Xavier Péricat conclut sur la "santé financière retrouvée" de la Ville.

Philippe Doucet répond que "comme de coutume, la lecture que nous faisons de ce compte va être radicalement différente de celle que vous venez de faire". Il souhaite la bienvenue à la nouvelle Directrice Générale des Services Mme Ayache, en "souhaitant que les règles de droit que vous connaissez, comme ancienne sous-préfète, soient appliquées dans cette collectivité."

Philippe Doucet déplore au passage les 88 pages reçues blanches dans le compte administratif, alors qu'elles devraient être remplies, le bilan social que l'opposition ne reçoit jamais sans le re-réclamer, les contrats d'emprunts pour lesquels il a fallu saisir la Commission d'Accès aux Documents Administratifs…

M. Mothron l'interrompt sur le fait qu'il a été battu aux législatives… alors que le candidat de M. Mothron, lui, a été battu dès le premier tour. Occasion pour Philippe Doucet de plaindre Gilles Savry qui a été bien peu soutenu, dit-il, par son propre camp.

Philippe Doucet montre que le budget est en "sur-équilibre", c'est-à-dire que l'équipe actuelle a emprunté d'avance : pourquoi cette "cagnotte" dont nous devons payer les intérêts ?

Le montant des charges financières augmente en flèche, 27 M€ en 2016, alors que cela "n'avait jamais dépassé 8 M€ par an" pendant le mandat précédent. "Nous surpayons les renégociations d'emprunts toxiques qui sont complètement votre héritage" du mandat 2001-2008.

"Vous recommencez la cavalerie que vous aviez pratiquée en 2005, c'est un véritable scandale."

"Ceux qui croient que nous racontons des fariboles, je les invite à méditer sur trois histoires :"

"La fin de l'Agglomération, nous l'avions dit, allait coûter 4 millions d'euros. MM. Mothron et Péricat prétendaient l'inverse. Les comptes montrent que c'était bien le cas."

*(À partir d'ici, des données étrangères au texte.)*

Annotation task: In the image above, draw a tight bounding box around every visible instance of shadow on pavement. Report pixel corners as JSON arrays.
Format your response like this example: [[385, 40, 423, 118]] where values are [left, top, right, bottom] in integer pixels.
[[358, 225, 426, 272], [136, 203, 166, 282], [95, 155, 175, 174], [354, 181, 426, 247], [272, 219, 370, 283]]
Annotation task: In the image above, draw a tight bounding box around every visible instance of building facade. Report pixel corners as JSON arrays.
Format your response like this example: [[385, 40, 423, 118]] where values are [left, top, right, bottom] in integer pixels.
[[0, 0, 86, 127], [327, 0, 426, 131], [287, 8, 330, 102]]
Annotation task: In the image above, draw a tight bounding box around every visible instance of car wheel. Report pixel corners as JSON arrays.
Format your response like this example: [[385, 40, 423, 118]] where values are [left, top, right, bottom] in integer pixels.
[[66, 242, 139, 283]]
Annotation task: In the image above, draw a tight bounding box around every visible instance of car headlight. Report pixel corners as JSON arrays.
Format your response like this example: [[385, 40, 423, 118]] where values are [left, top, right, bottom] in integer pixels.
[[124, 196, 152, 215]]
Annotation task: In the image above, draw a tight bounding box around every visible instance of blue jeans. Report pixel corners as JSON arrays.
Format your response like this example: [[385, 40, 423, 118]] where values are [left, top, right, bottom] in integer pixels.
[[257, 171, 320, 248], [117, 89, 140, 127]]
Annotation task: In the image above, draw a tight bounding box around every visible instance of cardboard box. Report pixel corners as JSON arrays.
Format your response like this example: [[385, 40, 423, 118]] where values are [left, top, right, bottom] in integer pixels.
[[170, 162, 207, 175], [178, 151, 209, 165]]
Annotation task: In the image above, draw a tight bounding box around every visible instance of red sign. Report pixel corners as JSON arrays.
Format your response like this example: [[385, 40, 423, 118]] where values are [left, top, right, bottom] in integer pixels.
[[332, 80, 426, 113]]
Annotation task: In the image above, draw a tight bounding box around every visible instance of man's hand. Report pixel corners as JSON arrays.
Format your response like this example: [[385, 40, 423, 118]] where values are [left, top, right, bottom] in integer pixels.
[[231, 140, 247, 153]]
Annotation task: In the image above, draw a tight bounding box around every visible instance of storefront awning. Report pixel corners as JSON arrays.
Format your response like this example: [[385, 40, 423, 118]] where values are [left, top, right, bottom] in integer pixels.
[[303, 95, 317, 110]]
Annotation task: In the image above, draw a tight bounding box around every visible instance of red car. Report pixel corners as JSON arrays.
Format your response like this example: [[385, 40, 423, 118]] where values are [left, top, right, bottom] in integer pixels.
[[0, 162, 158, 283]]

"Le rapport de la Chambre régionale des Comptes sera présenté, pourquoi ? en point 32 après les tarifs dentaires. Vous aviez le devoir de présenter à ce Conseil le rapport sur la gestion des ressources humaines, vous ne le faites pas, il est pourtant croustillant."

"La CRC rappelle l'inscription de recettes fictives en 2002-2009, et la sincérité des comptes de 2008 à 2014."

"Ce compte se situe à votre mi-mandat et permet un bilan d'étape : vos seules réalisations sont nos projets ; le multiplexe que vous projetez, c'est celui que nous imaginions avec le promoteur que nous avions choisi[2]. Votre majorité s'effrite, comme on vient de le voir au vote sur les sénatoriales. Vous avez programmé pour minuit une délibération pour mettre des amendes aux absents de votre équipe, et des n-ièmes rétrogradations et changements d'adjoints : quel bazar !"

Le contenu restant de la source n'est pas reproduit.